Ahanda malum gündeyiz. 2 saat oldu içine gireli lakin 5 kişiden mesaj geldi. Demek ki pek bir reklam olayına girememişiz. diğer bir deyişle .ıçımızı boşa yırtmışız. İlk hediyemi dün aldım. taaa izmirlerden geldi. hiç beklemiyordum halbuki :P çok sevdiğim bir insan sağolsun zahmet etmiş, bir hediye yollamış. burdan tekrardan teşekkür ederiz.Diğerleri uyumaaaaa :P
(ah ah geyik bir yana , bir yıl daha eklendi geçen ömür hanesine. ne olacak bu halimiz yaşlandık breah)

Çarşamba, Eylül 27, 2006

bir gol daha yedik

aman bana birşey olmaz demiyordum.....
gülben gibi yollarda kandıramazsın beni şarkısını da şakımıyordum...
yine olan oldu, açtık kapıları aldık içeri...
açmazsan olmaz, hayatın anlamı kalmaz....
söylemesen olmaz, sabah olmaz...
ama olan oldu yine, ağlarımızda bir top daha var...
yedik golü,canları sağolsun.....

anlar sonra gelen edit: köprü üstü-altından çok sular aktı geçti, köprü altı çocukları ıslandılar yeri geldi, yeri geldi aç kaldılar, yeri geldi vs vs diye uzatmanın manası yok... İyi ki yemişiz o gölü, yoksa şimdi böööööllleeeeee olmazdım. iki gözüm e sevgiler, saygılar ( bu ne la, çok formal-informal arası gitti geldik )

Salı, Eylül 26, 2006

sosyal tespitin ustasıyım, gözlerinin hastasıyım

nedir bu blog olayı? blogger olmak neden önemli? işimiz gücümüz yok mu?
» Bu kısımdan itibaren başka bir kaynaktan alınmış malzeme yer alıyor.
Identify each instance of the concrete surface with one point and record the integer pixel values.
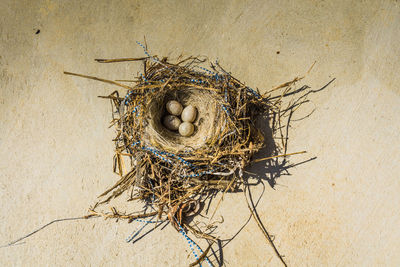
(341, 209)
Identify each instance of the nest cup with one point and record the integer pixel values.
(207, 125)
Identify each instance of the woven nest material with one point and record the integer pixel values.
(172, 173)
(173, 168)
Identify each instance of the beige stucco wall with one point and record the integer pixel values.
(342, 209)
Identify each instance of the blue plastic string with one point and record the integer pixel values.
(198, 81)
(192, 243)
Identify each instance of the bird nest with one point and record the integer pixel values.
(171, 173)
(169, 170)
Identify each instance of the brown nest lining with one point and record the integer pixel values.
(209, 114)
(171, 173)
(167, 169)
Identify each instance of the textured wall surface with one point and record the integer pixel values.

ilk zamanlarda ki bu zamanlar 2 sene öncesine dayanır, bir arkadaşım vasıtası ile blog yazmak deyimiyle tanıştım. bir kaç yabancı blogu inceledikten sonra pek önemsemedim. bir nevi varolma çabası içindeki küçük balıkların oknayustaki çırpınışlarıydı blogger olmak (vay be ne cümle) herkes "ben de varım bu hayatta" demek için kendince birşeyler yapma zorunluluğu hissediyor olacak ki, çığ gibi büyüdü bu olay.msn messenger hesabı olmayana kız vermeyen babalar artık "ver bakayım blog adresini, bir göz atalım" diye damat aday adaylarını sıkıştırır oldu sanırım.

ben de varolma çabasındayım. ben de insanlara "bakın bende ne cevherler var" demek için farklı yollar denedim, hala da deniyorum. bu yapılan doğru mu yanlış mı onun muhakemesini yapamam, ama hepimiz "özel" olmak tanınmak sevilmek için elimizden geleni ardımıza koymuyoruz. son vukuat ise blog yazmak, blogger olmak...

çok çeşitli alternatifler barındıran bu alemde kimisi yediğini, içtiğini anlatıyor kimisi gittiği yerleri tanıtıyor, kimisi benim gibi saçmalıyor.... liste uzar gider, herkes değişik bir açıdan bakmaya çalışarak ilgi çekmeye çalışıyor sonuçta. bunun başka bir açıklaması yok. ama bu işin içinde de gerçekten saçmalamaktan geri kalmayan, kalamayan insanlar var

bu yazının yazılmasına sebep olan da bu. sonuçta kendi kişisel sayfamızda istediğimiz gibi atıp tutuyor, yazıp çiziyoruz. güttüğümüz amacı hasır altı etmiş, yazıyoruz. lakin bir site var ki beni benden aldı. "milliyet blog", milliyet gazetesinin internet sitesinde bir link. buraya üye olup, yazılarını milliyet gazetesi logosu altında blogluyorsun. ama o da ne? yazılanlar sayfanda yer almadan önce denetleniyor, sonra uygunsa sitene konuyor. burdaki gibi rahat değil. tamam buna eyvallah diyorsun emmeeee (dananın kuyrugu burda kopuyor) insanlar nasıl yazıyorlarsa anlamıyorum ama okurken kafayı yedirten cinsten yazılara denk geliyorsun....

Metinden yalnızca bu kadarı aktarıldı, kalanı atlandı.